Nothing like Xbox 1 where you make it near impossible for someone to clarify if they mean your current product or the very first one you ever made.Was this ever really a problem? The original Xbox came out in 2002. Was anyone even still talking about it in 2013 let alone now in 2016. The problem with the name "Wii U" is that Nintendo did a terrible job communicating that the console itself was a new and more importantly, separate thing from its predecessor. If it looks like a duck and sounds like a duck...
This is bullshit.Quoting this because I don't think I've ever seen Mop It Up curse.
It's fine if the attitude is "okay, we're trying our best to make exciting new games for the NX but it just isn't feasible to create enough new content by ourselves to get an acceptable stream of releases without remakes and remasters filling in gaps." It is not fine if the attitude is "ha ha! The Rubes will buy these double-dips and we can slack off and not put in a full effort."What's the metric for this? And who is judging what constitutes a "full effort?" What the hell does that even mean? You not liking something doesn't mean Nintendo didn't try.

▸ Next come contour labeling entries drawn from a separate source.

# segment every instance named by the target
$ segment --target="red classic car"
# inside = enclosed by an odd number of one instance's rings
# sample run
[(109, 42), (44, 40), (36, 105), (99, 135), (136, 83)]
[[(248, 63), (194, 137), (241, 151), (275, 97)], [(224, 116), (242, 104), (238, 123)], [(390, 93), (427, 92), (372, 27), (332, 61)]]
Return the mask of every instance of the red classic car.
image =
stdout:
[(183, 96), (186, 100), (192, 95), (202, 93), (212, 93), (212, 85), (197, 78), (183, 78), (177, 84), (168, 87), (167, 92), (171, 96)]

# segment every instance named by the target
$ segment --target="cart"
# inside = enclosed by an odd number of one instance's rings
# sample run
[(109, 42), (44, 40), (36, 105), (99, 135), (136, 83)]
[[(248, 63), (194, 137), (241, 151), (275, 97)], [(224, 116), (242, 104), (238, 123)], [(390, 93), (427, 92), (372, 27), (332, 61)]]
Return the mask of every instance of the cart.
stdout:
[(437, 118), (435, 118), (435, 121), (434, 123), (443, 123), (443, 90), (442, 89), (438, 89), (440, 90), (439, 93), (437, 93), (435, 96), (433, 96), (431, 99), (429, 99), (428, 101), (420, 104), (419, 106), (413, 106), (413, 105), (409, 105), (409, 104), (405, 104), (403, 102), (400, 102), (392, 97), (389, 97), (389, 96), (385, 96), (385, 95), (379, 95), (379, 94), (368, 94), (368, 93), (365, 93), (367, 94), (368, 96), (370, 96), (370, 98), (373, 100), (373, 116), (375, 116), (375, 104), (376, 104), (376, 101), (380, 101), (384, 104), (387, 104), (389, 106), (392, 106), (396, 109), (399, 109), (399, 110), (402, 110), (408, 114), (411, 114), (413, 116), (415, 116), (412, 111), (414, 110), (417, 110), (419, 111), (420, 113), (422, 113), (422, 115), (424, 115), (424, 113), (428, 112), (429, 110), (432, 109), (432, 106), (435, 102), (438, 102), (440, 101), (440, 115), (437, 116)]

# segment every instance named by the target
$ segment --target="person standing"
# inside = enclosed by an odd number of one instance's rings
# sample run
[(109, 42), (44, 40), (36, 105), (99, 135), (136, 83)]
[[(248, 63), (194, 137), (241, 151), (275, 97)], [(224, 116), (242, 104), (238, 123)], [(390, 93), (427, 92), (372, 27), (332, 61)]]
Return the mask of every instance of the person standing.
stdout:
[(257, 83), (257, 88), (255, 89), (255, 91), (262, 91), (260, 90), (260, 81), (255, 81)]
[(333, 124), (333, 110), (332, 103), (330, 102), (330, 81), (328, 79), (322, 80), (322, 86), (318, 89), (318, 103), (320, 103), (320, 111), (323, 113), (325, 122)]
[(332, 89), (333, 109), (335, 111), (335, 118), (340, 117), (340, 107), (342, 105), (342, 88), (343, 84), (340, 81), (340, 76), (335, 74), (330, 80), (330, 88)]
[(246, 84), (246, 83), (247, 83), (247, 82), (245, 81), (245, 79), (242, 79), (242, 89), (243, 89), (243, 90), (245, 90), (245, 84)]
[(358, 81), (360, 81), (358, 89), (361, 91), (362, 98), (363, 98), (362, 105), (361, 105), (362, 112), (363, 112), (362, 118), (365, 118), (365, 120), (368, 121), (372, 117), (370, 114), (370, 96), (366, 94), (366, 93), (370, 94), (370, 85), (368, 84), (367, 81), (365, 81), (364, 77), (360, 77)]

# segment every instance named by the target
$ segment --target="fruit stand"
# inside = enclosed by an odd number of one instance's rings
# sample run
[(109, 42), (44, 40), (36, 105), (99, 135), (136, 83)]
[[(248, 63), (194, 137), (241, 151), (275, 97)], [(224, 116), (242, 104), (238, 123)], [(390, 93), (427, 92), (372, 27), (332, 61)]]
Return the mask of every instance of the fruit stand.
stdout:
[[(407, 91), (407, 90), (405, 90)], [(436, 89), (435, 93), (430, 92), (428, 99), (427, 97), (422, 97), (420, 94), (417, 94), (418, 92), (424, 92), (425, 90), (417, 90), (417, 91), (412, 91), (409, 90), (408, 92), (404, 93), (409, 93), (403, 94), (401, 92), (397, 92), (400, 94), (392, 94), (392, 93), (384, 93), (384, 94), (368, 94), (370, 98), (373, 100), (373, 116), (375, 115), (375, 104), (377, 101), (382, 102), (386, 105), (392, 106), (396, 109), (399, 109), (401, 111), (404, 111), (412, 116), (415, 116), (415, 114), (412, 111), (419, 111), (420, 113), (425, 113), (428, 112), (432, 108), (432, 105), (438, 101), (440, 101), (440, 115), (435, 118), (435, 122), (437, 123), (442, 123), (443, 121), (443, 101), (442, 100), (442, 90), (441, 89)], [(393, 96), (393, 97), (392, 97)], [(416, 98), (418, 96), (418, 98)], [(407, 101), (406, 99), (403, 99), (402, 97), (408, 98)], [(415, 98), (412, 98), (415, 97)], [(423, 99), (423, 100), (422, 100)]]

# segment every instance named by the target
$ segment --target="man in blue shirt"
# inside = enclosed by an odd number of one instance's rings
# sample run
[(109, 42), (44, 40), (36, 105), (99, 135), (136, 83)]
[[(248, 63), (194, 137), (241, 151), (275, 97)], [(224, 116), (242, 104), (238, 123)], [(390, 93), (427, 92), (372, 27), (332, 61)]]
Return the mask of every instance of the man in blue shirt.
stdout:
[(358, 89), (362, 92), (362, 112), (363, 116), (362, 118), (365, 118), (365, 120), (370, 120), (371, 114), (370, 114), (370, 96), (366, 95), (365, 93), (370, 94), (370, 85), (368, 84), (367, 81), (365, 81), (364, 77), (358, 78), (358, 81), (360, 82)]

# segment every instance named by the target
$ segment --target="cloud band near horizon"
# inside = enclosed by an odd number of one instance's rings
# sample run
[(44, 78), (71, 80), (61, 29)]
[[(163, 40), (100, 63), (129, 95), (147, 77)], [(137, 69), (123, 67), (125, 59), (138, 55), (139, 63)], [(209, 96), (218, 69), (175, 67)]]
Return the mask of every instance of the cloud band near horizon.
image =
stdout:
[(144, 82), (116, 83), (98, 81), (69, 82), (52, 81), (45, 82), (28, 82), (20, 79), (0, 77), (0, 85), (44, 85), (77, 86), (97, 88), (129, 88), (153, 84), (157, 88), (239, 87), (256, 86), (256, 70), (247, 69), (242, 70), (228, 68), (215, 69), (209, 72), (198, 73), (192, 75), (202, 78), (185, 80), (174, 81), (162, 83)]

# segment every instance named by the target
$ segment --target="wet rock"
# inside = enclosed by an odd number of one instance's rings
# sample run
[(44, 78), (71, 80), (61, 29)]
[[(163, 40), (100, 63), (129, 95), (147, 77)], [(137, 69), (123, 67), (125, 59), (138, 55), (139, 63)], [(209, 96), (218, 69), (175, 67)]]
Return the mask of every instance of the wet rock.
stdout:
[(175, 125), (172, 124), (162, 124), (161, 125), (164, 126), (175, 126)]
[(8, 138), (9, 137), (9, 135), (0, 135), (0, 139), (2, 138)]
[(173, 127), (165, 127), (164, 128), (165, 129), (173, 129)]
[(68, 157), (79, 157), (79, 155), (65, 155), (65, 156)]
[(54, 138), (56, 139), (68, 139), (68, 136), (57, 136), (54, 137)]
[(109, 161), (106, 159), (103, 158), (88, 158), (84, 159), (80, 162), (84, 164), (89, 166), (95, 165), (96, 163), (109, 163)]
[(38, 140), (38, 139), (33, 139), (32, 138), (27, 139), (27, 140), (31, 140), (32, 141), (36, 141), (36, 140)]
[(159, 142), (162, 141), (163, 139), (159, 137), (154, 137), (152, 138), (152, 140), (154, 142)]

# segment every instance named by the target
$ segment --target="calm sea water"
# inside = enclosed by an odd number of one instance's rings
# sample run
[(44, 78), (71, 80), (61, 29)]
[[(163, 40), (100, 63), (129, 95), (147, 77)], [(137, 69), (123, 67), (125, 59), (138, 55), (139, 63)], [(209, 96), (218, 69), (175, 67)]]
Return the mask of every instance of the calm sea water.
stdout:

I was very offended by the NPC games on the Wii for example because it seemed like they were used as an excuse for Nintendo to slack off. Hell I'm sure the ability to re-release Gamecube games with waggle controls was part of their whole plan for the Wii in the first place. Who knows what their intentions truly were but I did not feel they were putting in a good effort.That's a typical Ian comment. There were seven New Play Control titles. North America didn't get one of them (Chibi Robo), Pikmin and Pikmin 2 were stupidly rare on GameCube, and Metroid Prime and Metroid Prime 2: Echoes were packaged in Metroid Prime Trilogy. That's three games for less than it would have cost to buy two of them separately. Retro Studios worked on the updated games alongside Donkey Kong Country Returns. It didn't drop everything to work on them. Nintendo lives and dies by the software it releases. The main teams continued work on new releases at the same time as the ports. What part of that has anything to do with effort?
This sounds a bit contradictory: If most people want new games, how would ports help sell a system?With NX, Nintendo has to hit hard and fast to build some momentum. All signs point to Nintendo consolidating its efforts on the console and handheld fronts. That will help with the software droughts but all those teams have to make the transition. An enhanced port of the latest Super Smash Bros. would supplement NX's lineup. Judging by Wii U's sales, a lot of people didn't get to experience the game. A port alone probably isn't enough to convince someone to invest in a brand new console, but that isn't the point. Couple it with some combination of new installments from Nintendo's other heavy hitters and NX starts looking far more attractive. Wii U's best first party game for like eight months was New Super Mario Bros. U. A decent title but it needed so much more.
Meh, I'd rather new systems have new games.As would most. I'd rather have an enhanced port than nothing. And if a Super Smash Bros. for NX helps Nintendo sell more consoles, there's a much better chance of it getting those new games.